Premium
INCIDENTAL THREAT DURING VISUOSPATIAL WORKING MEMORY IN ADOLESCENT ANXIETY: AN EMOTIONAL MEMORY‐GUIDED SACCADE TASK
Author(s) -
Mueller Sven C.,
Shechner Tomer,
Rosen Dana,
Nelson Eric E.,
Pine Daniel S.,
Ernst Monique
Publication year - 2015
Publication title -
depression and anxiety
Language(s) - English
Resource type - Journals
SCImago Journal Rank - 2.634
H-Index - 129
eISSN - 1520-6394
pISSN - 1091-4269
DOI - 10.1002/da.22350
Subject(s) - saccade , anxiety , psychology , working memory , cognition , eye movement , attentional bias , developmental psychology , audiology , cognitive psychology , neuroscience , psychiatry , medicine
Background Pediatric anxiety disorders are among the most common psychiatric mental illnesses in children and adolescents, and are associated with abnormal cognitive control in emotional, particularly threat, contexts. In a series of studies using eye movement saccade tasks, we reported anxiety‐related alterations in the interplay of inhibitory control with incentives, or with emotional distractors. The present study extends these findings to working memory (WM), and queries the interaction of spatial WM with emotional stimuli in pediatric clinical anxiety.

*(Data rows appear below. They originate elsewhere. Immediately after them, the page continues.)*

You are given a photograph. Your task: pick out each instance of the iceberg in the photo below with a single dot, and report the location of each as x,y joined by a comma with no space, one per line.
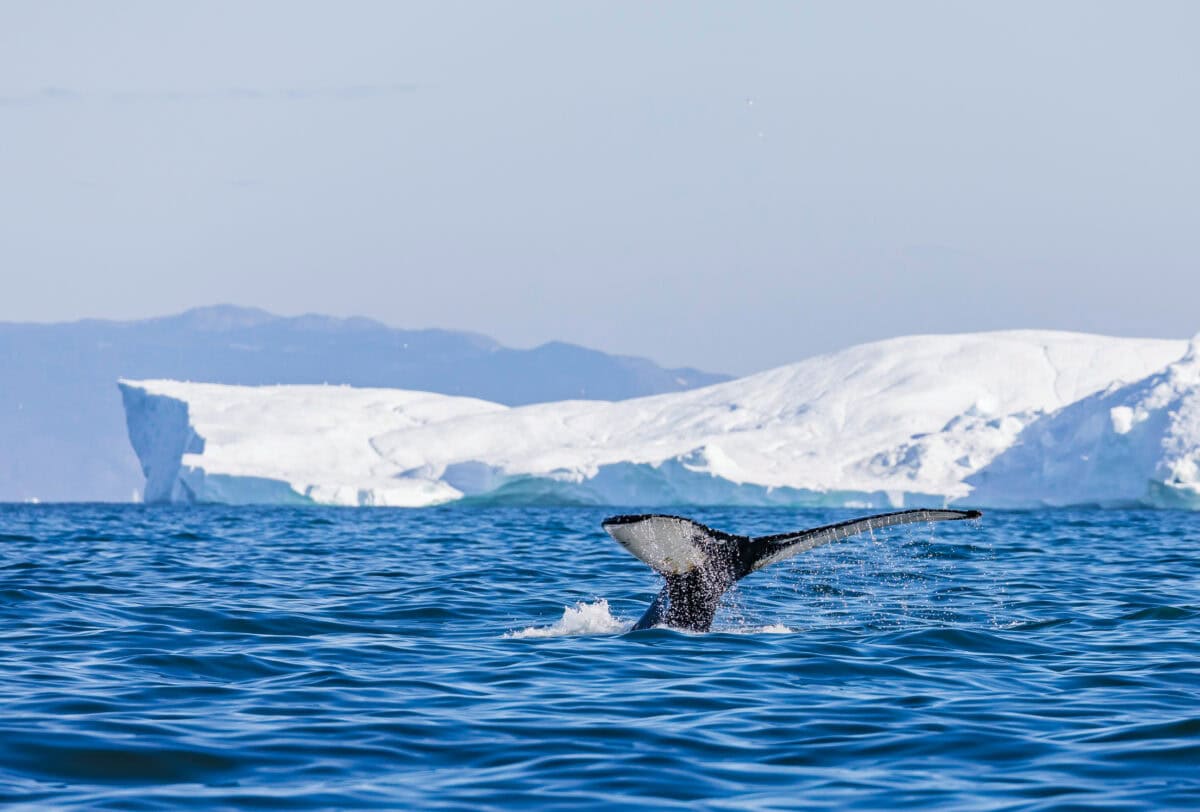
1129,446
913,421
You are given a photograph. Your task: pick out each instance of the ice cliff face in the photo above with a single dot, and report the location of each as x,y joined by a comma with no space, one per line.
918,420
1134,445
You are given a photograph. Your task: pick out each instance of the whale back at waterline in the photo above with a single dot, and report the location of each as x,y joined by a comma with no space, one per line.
700,564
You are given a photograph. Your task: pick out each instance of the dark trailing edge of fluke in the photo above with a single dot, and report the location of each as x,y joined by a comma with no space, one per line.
701,564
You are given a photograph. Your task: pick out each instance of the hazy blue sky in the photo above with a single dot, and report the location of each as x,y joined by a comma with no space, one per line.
730,185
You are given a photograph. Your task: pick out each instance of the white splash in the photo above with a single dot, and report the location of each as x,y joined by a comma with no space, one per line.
580,619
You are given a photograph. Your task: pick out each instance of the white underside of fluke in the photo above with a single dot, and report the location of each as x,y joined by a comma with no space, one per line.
666,543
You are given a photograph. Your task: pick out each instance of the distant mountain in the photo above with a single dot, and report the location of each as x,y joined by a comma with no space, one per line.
63,433
1032,417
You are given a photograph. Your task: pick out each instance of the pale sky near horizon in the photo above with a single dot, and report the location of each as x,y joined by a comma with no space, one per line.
730,186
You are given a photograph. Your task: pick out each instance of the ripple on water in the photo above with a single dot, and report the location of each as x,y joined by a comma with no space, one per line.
310,657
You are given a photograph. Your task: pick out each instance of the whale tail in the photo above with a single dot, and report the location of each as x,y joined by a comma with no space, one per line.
701,564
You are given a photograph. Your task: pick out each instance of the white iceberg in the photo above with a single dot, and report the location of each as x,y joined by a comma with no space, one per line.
891,423
1134,445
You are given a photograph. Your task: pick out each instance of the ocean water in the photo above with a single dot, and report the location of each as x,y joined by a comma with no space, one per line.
159,657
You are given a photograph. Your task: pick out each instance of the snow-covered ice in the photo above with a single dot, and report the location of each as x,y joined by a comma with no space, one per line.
907,421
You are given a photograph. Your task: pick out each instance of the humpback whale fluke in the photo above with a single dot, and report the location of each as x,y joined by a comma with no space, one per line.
701,564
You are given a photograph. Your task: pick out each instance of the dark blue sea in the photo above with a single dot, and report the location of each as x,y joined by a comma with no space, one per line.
160,657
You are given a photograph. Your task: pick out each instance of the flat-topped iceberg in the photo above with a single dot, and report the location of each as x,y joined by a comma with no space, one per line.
1134,445
907,421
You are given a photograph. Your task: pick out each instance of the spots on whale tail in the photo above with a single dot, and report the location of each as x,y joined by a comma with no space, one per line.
700,563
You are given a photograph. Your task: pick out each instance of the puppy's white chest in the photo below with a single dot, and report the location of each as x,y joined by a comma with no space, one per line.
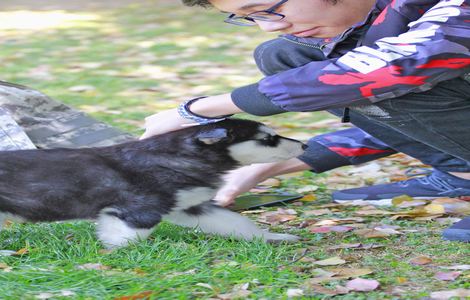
188,198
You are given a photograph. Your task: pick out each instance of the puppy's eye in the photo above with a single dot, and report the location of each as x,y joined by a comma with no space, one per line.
269,140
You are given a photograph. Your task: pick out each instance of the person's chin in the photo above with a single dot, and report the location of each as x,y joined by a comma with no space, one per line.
312,32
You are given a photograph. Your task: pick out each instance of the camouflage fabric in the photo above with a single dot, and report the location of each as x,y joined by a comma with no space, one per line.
30,119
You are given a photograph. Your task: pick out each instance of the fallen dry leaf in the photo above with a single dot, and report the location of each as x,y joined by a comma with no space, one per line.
139,296
362,285
307,189
421,260
93,266
447,276
82,88
294,293
317,212
375,232
445,295
458,267
332,261
345,273
308,198
453,206
270,182
325,229
22,251
319,289
373,212
356,246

Methods Participants were 33 children/adolescents diagnosed with an anxiety disorder, and 22 age‐matched healthy comparison youths. Participants completed a novel eye movement task, an affective variant of the memory‐guided saccade task. This task assessed the influence of incidental threat on spatial WM processes during high and low cognitive load. Results Healthy but not anxious children/adolescents showed slowed saccade latencies during incidental threat in low‐load but not high‐load WM conditions. No other group effects emerged on saccade latency or accuracy. Conclusions The current data suggest a differential pattern of how emotion interacts with cognitive control in healthy youth relative to anxious youth. These findings extend data from inhibitory processes, reported previously, to spatial WM in pediatric anxiety.